Dr Caroline Dessent, from the University of York’s Department of Chemistry, said: “Oxybenzone is known to absorb UV rays and was once very widely used in sunscreen mixtures, until concerns were raised about its ability to penetrate the skin.

“Although it can be found in limited supply in some products, manufacturers now tend to use other compounds that carry less risk.

“It is, however, a valuable sunscreen chemical to use as a model for how other, more regularly-used, sunscreen compounds might react to UV rays, and is a good place to start when trying to develop new methods for testing how durable these types of chemicals are.”

As our skin is constantly being exposed to varying pH levels, with sweat being mildly acidic and chlorinated swimming pools being alkaline, the team at York have carried out their experiments on oxybenzone in both its acidic and alkaline forms.

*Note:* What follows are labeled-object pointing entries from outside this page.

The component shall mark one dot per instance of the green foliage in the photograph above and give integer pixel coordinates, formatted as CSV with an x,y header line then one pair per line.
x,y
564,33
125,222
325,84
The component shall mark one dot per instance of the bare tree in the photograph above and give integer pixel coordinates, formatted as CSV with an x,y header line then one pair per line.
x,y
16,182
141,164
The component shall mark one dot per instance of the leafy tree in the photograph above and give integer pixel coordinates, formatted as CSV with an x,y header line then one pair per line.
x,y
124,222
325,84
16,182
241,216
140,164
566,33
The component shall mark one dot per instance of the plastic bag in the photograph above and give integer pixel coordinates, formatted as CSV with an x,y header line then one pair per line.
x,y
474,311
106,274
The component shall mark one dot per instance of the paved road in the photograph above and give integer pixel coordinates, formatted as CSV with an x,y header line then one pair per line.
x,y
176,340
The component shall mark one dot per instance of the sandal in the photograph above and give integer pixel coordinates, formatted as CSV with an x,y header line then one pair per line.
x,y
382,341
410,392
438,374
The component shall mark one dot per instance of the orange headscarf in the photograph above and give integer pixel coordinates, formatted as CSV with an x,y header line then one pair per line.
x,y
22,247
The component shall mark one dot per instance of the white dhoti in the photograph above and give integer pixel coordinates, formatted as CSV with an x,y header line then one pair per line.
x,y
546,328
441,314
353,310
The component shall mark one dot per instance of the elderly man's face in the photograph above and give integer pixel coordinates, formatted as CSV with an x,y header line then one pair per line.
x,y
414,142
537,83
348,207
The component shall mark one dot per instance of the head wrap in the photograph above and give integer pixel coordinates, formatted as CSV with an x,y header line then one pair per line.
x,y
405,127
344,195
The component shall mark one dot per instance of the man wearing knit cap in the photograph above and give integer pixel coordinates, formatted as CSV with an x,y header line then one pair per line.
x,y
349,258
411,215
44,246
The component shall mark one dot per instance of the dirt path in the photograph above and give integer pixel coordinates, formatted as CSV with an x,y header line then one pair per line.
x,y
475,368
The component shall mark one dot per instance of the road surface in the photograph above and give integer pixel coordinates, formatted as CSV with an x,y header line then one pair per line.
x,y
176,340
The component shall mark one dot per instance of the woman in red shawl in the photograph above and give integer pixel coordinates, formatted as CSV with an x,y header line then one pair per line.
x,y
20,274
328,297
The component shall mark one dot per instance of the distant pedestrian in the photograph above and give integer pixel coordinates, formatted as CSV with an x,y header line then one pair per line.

Using a UV laser coupled to a mass spectrometer, which produces these chemical substances in their acidic and alkaline forms, the team were able to measure how strongly these forms of oxybenzone, in its gaseous state, absorb light from the laser.

The team reported that shining light on the alkaline form of the sunscreen oxybenzone produces free radicals, which are widely known to damage the skin’s DNA and cause ageing of the skin.

Natalie Wong, PhD student in the Department of Chemistry at the University of York, said: “If you are going to be in the sun for a number of hours, you would obviously want your sunscreen to maintain its high performance for a long time. You would ideally need these sunscreens to absorb the harmful UV rays and, in turn, release the energy as heat.

“Currently there is no commercial standard for stating that sunscreen will protect you over extended periods of time.”

The work being conducted at the University of York provides a basis for developing more rigorous testing regimes, and will now be used to investigate more commonly-used sunscreen chemicals so that manufacturers and consumers can be more informed about the best sunscreen products for protecting themselves for as long as they are in the sun.

Dr Jacob Berenbeim, from the University of York’s Department of Chemistry, said: “It is still imperative to use sunscreen. Here, we are investigating nuanced photochemical effects to better tailor future products and educate the public.

“The reduced rates of skin cancer as a result of methods of sun protection has shown that these products are needed, but research could offer even better protection now that we have improved methods of understanding the stability of their chemicals.”

In the future, researchers would like to see bottles labelled with a meaningful measure of the breakdown rate of these chemicals, so that consumers know when to re-apply the product for lasting skin protection.

The research is published in the journal Physical Chemistry Chemical Physics (PCCP).